Despite the promising potential of plasma EV tau and TDP-43 levels as diagnostic biomarkers for FTD and ALS, several limitations need further investigation and validation. First, these findings require verification in more diverse and larger populations to ensure their generalizability and reliability. Second, standardized operating procedures (SOPs) for sample collection and analysis need to be established, including clear cutoff values to ensure comparability and reproducibility across different laboratories. Additionally, employing more sensitive detection methods, such as nucleic acid-linked immunosorbent assay (NULISA), could improve detection sensitivity and accuracy.

This study raises several important discussion points. First, plasma EV biomarkers demonstrate higher diagnostic accuracy and stability compared to direct plasma testing, primarily because EVs protect their contents from degradation. This advantage makes EV biomarkers promising candidates for diagnosing and monitoring other neurological diseases, such as Alzheimer’s and Parkinson’s disease. Second, further research into the mechanisms of EV biomarker secretion and sorting will help elucidate their roles in disease processes and potentially reveal new therapeutic targets. Moreover, the nucleic acids in EVs, particularly RNA, warrant further investigation as they are enriched in the nervous system (e.g., circular RNA) and exhibit alternative splicing^[8]. These characteristics may provide additional diagnostic information and insights into disease mechanisms.

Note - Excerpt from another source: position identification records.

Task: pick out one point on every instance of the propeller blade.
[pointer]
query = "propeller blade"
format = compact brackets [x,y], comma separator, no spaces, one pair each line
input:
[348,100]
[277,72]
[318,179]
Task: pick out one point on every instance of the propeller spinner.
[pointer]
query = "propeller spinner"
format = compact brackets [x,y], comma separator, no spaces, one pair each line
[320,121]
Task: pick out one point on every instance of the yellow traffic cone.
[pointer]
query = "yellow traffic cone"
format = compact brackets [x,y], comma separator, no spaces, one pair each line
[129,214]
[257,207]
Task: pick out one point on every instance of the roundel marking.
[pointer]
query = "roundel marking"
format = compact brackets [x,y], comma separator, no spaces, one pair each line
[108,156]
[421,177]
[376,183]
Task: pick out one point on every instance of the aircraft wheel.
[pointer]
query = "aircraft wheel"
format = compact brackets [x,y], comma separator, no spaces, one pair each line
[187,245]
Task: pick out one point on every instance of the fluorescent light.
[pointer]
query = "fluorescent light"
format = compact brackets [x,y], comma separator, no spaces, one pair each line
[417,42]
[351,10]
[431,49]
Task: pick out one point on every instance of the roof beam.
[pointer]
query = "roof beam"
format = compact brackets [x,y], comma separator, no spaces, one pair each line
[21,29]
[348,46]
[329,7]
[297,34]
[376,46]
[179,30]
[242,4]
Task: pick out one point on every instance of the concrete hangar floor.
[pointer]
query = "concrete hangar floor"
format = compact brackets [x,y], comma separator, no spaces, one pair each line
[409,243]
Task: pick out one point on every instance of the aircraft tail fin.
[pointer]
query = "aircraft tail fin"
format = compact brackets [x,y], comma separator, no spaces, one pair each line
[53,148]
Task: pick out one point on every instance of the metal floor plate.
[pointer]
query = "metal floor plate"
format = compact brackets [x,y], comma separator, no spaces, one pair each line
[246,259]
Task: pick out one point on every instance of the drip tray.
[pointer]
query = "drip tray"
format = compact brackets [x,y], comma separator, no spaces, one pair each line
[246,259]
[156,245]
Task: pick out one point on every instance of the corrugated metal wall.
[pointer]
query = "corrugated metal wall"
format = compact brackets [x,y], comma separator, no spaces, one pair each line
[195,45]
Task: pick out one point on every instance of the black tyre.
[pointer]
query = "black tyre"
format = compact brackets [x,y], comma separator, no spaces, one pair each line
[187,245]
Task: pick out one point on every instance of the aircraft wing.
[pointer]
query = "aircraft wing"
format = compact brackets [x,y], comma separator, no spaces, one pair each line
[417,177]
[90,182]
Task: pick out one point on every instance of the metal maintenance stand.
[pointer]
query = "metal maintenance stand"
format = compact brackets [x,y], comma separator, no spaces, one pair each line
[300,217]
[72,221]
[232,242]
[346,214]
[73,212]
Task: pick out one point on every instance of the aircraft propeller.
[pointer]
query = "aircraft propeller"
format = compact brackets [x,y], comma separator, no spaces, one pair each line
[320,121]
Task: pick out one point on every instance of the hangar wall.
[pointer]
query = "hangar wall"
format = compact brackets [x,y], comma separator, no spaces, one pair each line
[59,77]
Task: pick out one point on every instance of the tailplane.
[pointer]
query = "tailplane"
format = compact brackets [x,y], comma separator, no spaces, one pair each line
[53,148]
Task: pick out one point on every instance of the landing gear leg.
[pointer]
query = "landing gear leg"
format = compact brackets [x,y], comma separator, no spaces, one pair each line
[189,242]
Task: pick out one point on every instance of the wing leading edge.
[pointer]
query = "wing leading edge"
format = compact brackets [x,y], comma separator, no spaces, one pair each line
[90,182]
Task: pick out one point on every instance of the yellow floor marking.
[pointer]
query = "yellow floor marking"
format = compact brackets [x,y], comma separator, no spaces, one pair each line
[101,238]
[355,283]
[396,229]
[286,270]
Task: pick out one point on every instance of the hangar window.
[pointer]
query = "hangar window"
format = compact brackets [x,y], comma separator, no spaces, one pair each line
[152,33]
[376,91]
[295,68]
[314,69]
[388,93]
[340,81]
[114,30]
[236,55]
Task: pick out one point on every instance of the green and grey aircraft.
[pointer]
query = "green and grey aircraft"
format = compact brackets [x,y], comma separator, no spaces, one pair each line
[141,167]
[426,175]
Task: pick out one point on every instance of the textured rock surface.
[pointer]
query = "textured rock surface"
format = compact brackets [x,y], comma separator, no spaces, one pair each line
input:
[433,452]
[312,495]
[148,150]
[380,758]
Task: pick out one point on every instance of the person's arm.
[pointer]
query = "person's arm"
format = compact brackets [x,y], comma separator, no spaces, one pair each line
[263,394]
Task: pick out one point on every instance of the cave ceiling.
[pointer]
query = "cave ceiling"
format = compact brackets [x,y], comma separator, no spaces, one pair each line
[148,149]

Future research should continue to explore the potential of EV biomarkers in a broader range of neurodegenerative diseases and delve deeper into the mechanisms of EV secretion and sorting under disease conditions. This will not only enhance current diagnostic methods but also provide crucial scientific evidence for developing new therapeutic strategies. Through these efforts, we hope to achieve earlier and more accurate diagnoses of neurodegenerative diseases, ultimately improving patient outcomes and quality of life.